Why funds recruit veterans

  • Pattern recognition in dual‑use tech. A former EOD officer spots material‑science risk faster than a finance major.
  • Mission‑driven bias. LPs chasing “American Dynamism” want investors who understand defense and critical infrastructure from inside the wire.
  • Network reach. Fellows channel deal flow from service academies, AFWERX challenges, and TACFI awardees that coastal partners rarely meet first.

What admissions screens test

  1. Operational credibility. Show leadership KPIs: platoons led, aircraft hours, or acquisition dollars managed.
  2. Analytical chops. Each application asks for “one startup you would back.”  Nail TAM, cite one killer KPI, lay out pricing logic.
  3. Ethics under pressure. You will handle sensitive data.  Expect hypotheticals on export‑control leaks and insider trading.

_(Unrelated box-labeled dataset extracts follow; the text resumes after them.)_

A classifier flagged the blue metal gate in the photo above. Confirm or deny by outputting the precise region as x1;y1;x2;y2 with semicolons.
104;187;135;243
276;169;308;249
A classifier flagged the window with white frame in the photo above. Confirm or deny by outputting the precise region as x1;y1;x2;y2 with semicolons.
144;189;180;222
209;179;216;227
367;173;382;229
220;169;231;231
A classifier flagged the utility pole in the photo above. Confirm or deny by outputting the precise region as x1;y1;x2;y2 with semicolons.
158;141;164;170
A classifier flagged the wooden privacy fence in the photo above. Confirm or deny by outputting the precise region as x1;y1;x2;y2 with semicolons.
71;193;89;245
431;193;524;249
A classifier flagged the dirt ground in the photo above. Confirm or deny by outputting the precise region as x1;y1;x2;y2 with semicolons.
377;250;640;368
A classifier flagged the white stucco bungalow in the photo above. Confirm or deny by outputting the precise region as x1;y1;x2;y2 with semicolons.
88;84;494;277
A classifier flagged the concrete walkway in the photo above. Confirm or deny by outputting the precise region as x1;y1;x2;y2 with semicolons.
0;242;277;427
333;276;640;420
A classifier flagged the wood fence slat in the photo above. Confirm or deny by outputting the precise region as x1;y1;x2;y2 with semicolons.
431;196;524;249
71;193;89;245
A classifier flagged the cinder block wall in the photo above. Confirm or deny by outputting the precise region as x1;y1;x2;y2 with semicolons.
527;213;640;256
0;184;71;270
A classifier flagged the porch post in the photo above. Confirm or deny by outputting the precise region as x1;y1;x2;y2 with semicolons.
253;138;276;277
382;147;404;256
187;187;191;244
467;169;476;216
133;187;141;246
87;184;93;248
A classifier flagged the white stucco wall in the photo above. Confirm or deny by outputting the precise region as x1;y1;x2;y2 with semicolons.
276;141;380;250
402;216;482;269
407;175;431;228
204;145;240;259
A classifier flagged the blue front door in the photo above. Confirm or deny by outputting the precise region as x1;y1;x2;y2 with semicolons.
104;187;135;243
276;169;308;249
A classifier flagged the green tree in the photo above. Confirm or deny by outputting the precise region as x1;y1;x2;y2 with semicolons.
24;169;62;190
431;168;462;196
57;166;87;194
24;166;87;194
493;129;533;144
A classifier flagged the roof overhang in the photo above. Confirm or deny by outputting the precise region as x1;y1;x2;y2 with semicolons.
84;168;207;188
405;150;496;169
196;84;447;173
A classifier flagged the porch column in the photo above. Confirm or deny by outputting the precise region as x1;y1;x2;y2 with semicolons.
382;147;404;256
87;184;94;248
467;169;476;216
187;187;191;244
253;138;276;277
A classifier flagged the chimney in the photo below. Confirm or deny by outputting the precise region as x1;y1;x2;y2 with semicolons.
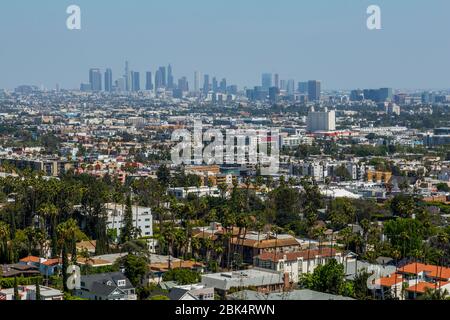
283;272;291;291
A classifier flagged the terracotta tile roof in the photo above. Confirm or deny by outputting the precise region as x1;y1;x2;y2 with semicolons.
406;282;450;293
398;263;450;280
150;260;205;272
20;256;41;263
231;238;300;249
258;248;340;261
376;273;403;287
42;259;62;266
76;240;97;250
77;258;112;266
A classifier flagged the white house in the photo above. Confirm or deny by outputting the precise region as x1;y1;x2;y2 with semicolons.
106;203;156;252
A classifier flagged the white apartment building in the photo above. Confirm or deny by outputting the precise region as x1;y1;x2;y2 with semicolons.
105;203;155;252
169;187;220;199
253;248;346;283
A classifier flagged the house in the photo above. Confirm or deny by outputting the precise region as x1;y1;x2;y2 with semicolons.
19;256;62;277
76;240;97;254
373;262;450;300
227;289;355;301
231;231;301;264
372;273;404;300
201;268;289;297
0;263;41;278
148;254;206;283
0;285;64;301
74;272;137;300
169;284;214;301
253;248;343;283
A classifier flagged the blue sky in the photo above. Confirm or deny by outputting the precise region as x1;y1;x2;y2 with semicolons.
0;0;450;89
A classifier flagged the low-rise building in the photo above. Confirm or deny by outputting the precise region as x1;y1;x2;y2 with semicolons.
201;268;288;297
0;285;64;301
74;272;137;300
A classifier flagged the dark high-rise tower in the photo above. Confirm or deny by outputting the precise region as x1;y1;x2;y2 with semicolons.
159;67;167;88
261;73;272;92
149;71;153;91
273;73;280;88
219;78;227;93
105;69;112;92
308;80;321;101
123;61;131;91
155;69;163;90
131;71;141;92
167;64;175;89
212;77;219;92
203;74;210;94
89;69;102;92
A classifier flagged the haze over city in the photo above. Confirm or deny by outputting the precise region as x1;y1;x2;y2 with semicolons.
0;0;450;89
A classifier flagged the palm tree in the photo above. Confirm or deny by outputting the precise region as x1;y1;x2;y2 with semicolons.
0;221;10;262
419;288;449;300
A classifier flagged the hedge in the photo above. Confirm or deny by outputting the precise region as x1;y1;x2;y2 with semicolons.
0;276;43;289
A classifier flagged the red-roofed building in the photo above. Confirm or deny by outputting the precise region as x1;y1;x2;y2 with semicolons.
19;256;62;276
253;248;344;283
376;262;450;299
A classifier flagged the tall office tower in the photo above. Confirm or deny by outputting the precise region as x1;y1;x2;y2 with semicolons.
227;85;238;95
212;77;219;92
203;74;210;94
273;73;280;88
167;64;175;89
159;67;167;88
308;108;336;132
308;80;321;101
286;79;295;96
105;69;113;92
261;73;272;91
219;78;227;93
116;78;125;92
298;82;308;93
145;71;153;91
178;77;189;92
378;88;393;102
131;71;141;92
89;69;102;92
194;71;200;93
269;87;280;103
155;69;163;90
123;61;131;91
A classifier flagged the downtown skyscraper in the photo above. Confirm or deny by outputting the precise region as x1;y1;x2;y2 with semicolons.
89;68;102;92
308;80;321;101
149;71;154;91
131;71;141;92
167;64;175;89
194;71;201;93
123;61;131;92
105;68;113;92
261;73;272;91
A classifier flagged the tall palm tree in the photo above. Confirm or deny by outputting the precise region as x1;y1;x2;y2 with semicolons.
0;221;10;262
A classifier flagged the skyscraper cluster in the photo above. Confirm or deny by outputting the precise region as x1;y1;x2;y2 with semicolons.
246;73;322;102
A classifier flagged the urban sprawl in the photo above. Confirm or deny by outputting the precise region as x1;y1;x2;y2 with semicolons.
0;62;450;301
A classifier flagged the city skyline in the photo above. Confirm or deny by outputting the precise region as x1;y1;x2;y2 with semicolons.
0;0;450;89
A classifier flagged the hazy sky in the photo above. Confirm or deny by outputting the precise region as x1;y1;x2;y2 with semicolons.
0;0;450;89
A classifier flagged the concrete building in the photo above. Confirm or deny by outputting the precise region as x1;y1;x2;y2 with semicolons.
105;203;156;252
308;108;336;132
202;268;285;296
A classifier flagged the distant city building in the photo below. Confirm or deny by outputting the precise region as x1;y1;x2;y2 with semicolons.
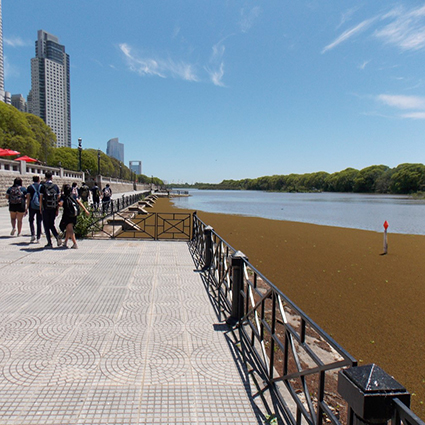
27;30;71;147
0;0;10;104
12;94;27;112
106;137;124;162
130;161;142;175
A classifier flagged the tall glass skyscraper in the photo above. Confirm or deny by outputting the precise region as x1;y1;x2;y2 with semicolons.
106;137;124;162
28;30;71;147
0;0;5;102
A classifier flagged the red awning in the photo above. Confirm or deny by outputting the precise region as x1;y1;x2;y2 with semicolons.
0;148;21;156
15;155;38;162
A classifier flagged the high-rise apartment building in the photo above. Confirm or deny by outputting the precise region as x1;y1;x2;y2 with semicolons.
28;30;71;147
129;161;142;175
106;137;124;162
12;94;27;112
0;0;8;103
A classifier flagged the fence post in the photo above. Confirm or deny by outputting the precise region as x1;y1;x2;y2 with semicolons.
203;226;214;270
338;364;410;425
226;251;248;326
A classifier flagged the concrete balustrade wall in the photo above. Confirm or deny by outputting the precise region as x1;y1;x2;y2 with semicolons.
0;159;151;207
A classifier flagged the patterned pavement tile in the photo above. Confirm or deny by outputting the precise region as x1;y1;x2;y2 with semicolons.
0;208;262;425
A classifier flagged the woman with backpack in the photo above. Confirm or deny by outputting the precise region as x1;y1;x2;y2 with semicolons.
6;177;27;236
59;184;90;249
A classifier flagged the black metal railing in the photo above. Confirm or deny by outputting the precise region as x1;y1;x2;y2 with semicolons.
191;214;425;425
88;196;193;241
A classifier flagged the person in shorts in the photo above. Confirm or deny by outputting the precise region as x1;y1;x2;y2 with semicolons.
59;184;90;249
6;177;27;236
40;171;62;249
27;176;42;243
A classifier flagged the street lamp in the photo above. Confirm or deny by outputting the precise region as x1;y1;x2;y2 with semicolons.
78;137;83;172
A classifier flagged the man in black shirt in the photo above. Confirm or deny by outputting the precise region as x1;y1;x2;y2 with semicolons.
27;176;42;243
40;171;62;248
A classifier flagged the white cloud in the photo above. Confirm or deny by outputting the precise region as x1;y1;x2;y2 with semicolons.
205;40;226;87
205;62;225;87
377;94;425;109
401;112;425;120
119;43;198;81
322;18;376;53
374;6;425;50
3;37;32;47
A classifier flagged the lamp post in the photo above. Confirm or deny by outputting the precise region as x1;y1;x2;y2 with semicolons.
78;137;83;172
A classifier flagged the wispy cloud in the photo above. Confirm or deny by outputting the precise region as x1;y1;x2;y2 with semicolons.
3;37;32;47
337;7;359;28
322;18;376;53
401;112;425;120
205;40;226;87
322;5;425;53
376;94;425;120
377;94;425;109
374;6;425;50
119;43;198;81
239;6;261;32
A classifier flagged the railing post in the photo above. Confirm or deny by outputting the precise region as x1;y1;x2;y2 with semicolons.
338;364;410;425
203;226;214;270
226;251;248;326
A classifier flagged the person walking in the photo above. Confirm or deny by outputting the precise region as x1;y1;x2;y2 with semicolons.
80;182;90;202
6;177;27;236
40;171;62;249
90;183;100;211
71;182;80;199
102;183;112;214
59;184;90;249
27;176;42;243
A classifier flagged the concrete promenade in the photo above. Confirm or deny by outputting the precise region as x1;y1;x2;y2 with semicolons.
0;204;263;425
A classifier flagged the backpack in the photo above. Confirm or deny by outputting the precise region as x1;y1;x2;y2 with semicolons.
44;184;58;209
9;186;23;205
64;196;80;217
80;185;89;202
30;184;40;210
103;187;112;198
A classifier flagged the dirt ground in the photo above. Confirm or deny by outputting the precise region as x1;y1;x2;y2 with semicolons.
154;199;425;418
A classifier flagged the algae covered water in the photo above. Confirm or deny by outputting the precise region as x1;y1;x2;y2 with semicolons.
173;190;425;235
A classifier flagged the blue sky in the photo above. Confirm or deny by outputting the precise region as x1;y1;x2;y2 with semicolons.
2;0;425;183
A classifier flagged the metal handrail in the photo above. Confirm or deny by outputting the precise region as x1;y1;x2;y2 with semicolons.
191;214;425;425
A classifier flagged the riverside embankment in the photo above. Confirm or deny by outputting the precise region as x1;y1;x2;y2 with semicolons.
154;199;425;418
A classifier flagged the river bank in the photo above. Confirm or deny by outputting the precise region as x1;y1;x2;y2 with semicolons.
155;199;425;417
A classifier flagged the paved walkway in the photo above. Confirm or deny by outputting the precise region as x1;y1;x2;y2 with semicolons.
0;204;262;425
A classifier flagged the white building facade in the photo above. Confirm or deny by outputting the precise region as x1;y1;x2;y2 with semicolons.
28;30;71;147
106;137;124;162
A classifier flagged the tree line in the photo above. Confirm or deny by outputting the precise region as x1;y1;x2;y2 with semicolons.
0;102;163;185
179;164;425;194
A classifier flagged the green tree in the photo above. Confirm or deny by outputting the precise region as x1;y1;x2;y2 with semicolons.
390;164;425;194
326;168;359;192
353;165;389;193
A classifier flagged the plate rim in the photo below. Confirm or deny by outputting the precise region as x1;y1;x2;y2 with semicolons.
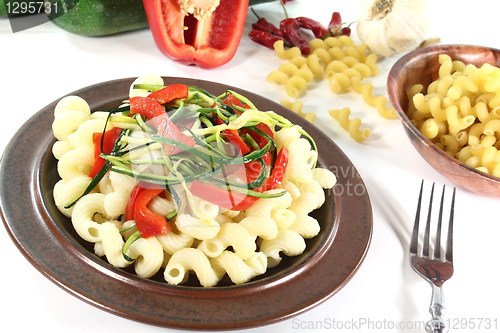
0;76;373;330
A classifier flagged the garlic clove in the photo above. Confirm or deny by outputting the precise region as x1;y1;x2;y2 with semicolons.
357;0;432;57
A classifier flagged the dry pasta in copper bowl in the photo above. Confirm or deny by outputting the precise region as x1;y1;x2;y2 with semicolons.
387;45;500;197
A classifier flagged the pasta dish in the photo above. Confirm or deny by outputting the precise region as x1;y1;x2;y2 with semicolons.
52;75;336;287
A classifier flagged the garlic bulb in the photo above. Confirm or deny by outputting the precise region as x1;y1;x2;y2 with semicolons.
356;0;432;57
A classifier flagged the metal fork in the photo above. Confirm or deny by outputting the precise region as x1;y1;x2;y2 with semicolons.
410;181;455;333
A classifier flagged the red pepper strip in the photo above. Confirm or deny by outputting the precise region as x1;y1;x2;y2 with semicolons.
241;128;272;184
143;0;248;68
125;184;145;221
134;188;171;238
295;16;331;38
215;116;250;156
248;30;285;50
252;17;283;37
280;18;311;55
190;147;289;211
256;146;289;192
148;84;188;104
129;96;196;155
189;180;259;211
89;127;122;178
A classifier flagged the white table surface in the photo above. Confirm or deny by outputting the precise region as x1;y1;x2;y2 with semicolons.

Most funnels run a culture call, a written memo, and a partner grilling, with acceptance hovering near three percent. Draft your bio, thesis paragraph, and references before portals open.

A week inside a fellowship

  • Monday night workshop on cap‑table math or SBIR match funding.
  • Mid‑week deal debate; one fellow defends, another red‑teams.
  • Friday office hours where a GP rewrites your memo line by line.

Fellows spend 8‑12 focused hours weekly; full‑time tracks mirror a 40‑hour analyst role. Shortcuts show fast when founders call at 0700.

Outcomes you can measure

  • Track record – three micro‑checks or a modeled portfolio beats “aspiring VC” on LinkedIn.
  • Peer density – alumni Slack threads route diligence asks in minutes.
  • Pattern recognition – after twenty founder calls you will smell inflated ERATE assumptions in seconds.
  • Option value – graduates launch SPVs, join growth funds, or take operator roles while investing nights and weekends.

Fit check before you click

Apply

  • Time: Can you carve ten hours a week or secure SkillBridge orders?
  • Money: Most tracks are free; some reimburse travel, others rely on your existing pay grade.
  • Goal clarity: Seeking a full‑time VC seat? Choose Moonshots or Marque for carry exposure. Want policy insight? Target AFWERX.

If the answers line up, assemble:

  • A 100‑word bio with quantified wins (for example, cut mission‑planning cycle time 40 percent).
  • A one‑page thesis using a proprietary data point (perhaps why drone‑imagery‑as‑a‑service will triple in border security).
  • A simple Google Sheets cap‑table.
  • Two references – one commander, one founder.

Treat the application like your first investment memo: concise writing and clear numbers prove you already think like an investor.

Veteran insight is not a footnote. A fellow embedded in Pensacola’s unmanned‑systems squadron or Ramstein’s logistics hub offers nuance no Manhattan boardroom can fake. Lean into that context, commit to the workload, and you will exit speaking the language partners and limited partners respect – valuation discipline, risk ladders, and mission impact.